Already, 36 people have been killed in the flooding, sparked by unusually heavy rains that have been falling for two months on 10 of Brazil's 26 states, an area stretching from the normally wet rainforest to coastal states known for lengthy droughts. Meteorologists blame an Atlantic Ocean weather system that typically moves on by April.

They forecast weeks more of the same.

Downriver from Santos's home in the town of Sao Miguel de Rosario, adults waded through waist-deep, muddy water covering the main road - though they kept children in boats to protect them from rattlesnakes and anacondas swimming nearby.

Also driven from their burrows and swimming through the water were rodent-eating reptiles known as a "worm lizards" that look like giant white earthworms.

"So far no one has been bitten here," Palmeiro da Costa said from a canoe.

Alligators swam through the city of Santarem, civil defense official Walkiria Coelho said.

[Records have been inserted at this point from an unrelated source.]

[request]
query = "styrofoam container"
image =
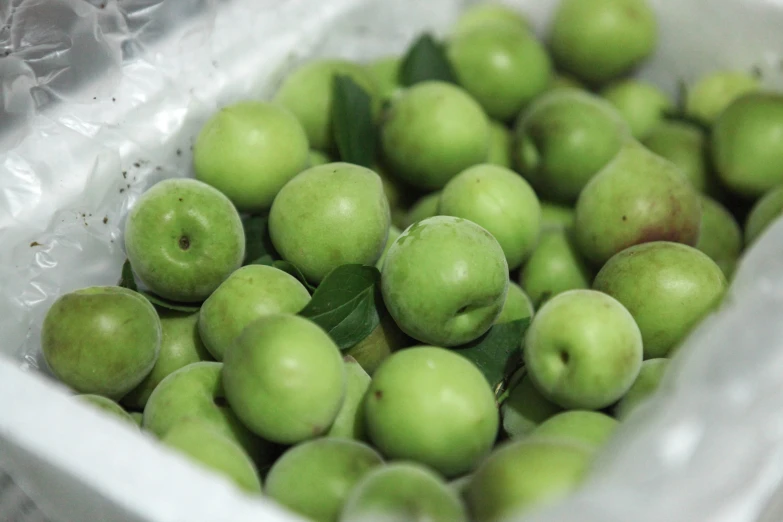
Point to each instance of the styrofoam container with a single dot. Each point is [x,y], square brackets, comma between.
[101,99]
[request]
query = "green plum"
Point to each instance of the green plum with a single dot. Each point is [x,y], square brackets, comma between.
[102,340]
[449,392]
[284,378]
[499,200]
[180,345]
[583,350]
[403,492]
[183,238]
[315,478]
[642,104]
[445,281]
[747,144]
[251,292]
[600,40]
[433,131]
[307,92]
[563,139]
[667,287]
[638,197]
[329,216]
[248,151]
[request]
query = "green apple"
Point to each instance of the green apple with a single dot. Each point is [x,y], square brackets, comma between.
[248,151]
[183,238]
[747,144]
[710,96]
[685,145]
[644,386]
[563,139]
[502,67]
[329,216]
[403,492]
[251,292]
[525,408]
[637,198]
[206,445]
[721,236]
[285,378]
[583,350]
[589,427]
[667,287]
[433,131]
[522,475]
[517,306]
[554,267]
[445,281]
[449,392]
[307,92]
[196,392]
[315,477]
[642,104]
[763,214]
[101,340]
[180,345]
[500,201]
[600,40]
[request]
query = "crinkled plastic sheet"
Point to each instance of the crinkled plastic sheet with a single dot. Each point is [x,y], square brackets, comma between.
[102,98]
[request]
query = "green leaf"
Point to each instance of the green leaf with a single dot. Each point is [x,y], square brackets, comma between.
[353,123]
[344,304]
[497,353]
[426,61]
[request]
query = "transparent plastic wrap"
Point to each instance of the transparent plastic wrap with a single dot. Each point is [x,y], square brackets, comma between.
[100,99]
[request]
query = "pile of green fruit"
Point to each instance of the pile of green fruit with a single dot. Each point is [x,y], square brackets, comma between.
[430,287]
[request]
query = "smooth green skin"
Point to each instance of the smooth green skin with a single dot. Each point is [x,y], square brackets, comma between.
[642,104]
[589,427]
[638,197]
[721,236]
[499,145]
[646,383]
[248,151]
[433,131]
[251,292]
[583,350]
[109,406]
[403,492]
[554,267]
[328,216]
[563,139]
[600,40]
[445,389]
[747,144]
[180,345]
[523,475]
[315,478]
[349,423]
[713,93]
[763,214]
[445,281]
[500,201]
[101,340]
[525,408]
[307,93]
[196,392]
[183,238]
[503,68]
[517,306]
[685,145]
[667,287]
[284,378]
[205,445]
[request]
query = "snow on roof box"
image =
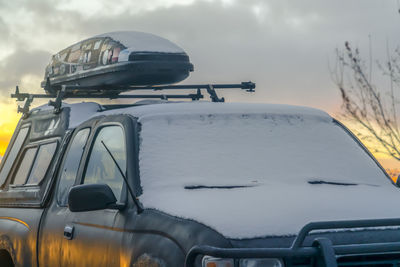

Scorpions congregated on the same high ground as people escaping the rising water. No injuries were reported.

But authorities worried about thousands of people isolated for days with little food or clean water, rushing aid to towns and cities. In some places, aid was stuck because there were no local workers to distribute it, said Major Wellington Soares Araujo, head of civil defense logistics in the hardest-hit state of Maranhao.

Rivers were still rising as much as a foot a day in Maranhao. The surging torrents wrecked bridges and made it too dangerous for relief workers to take boats onto some waterways. Globo TV said planes were unable to land in remote areas of Piaui state and roads were impassable.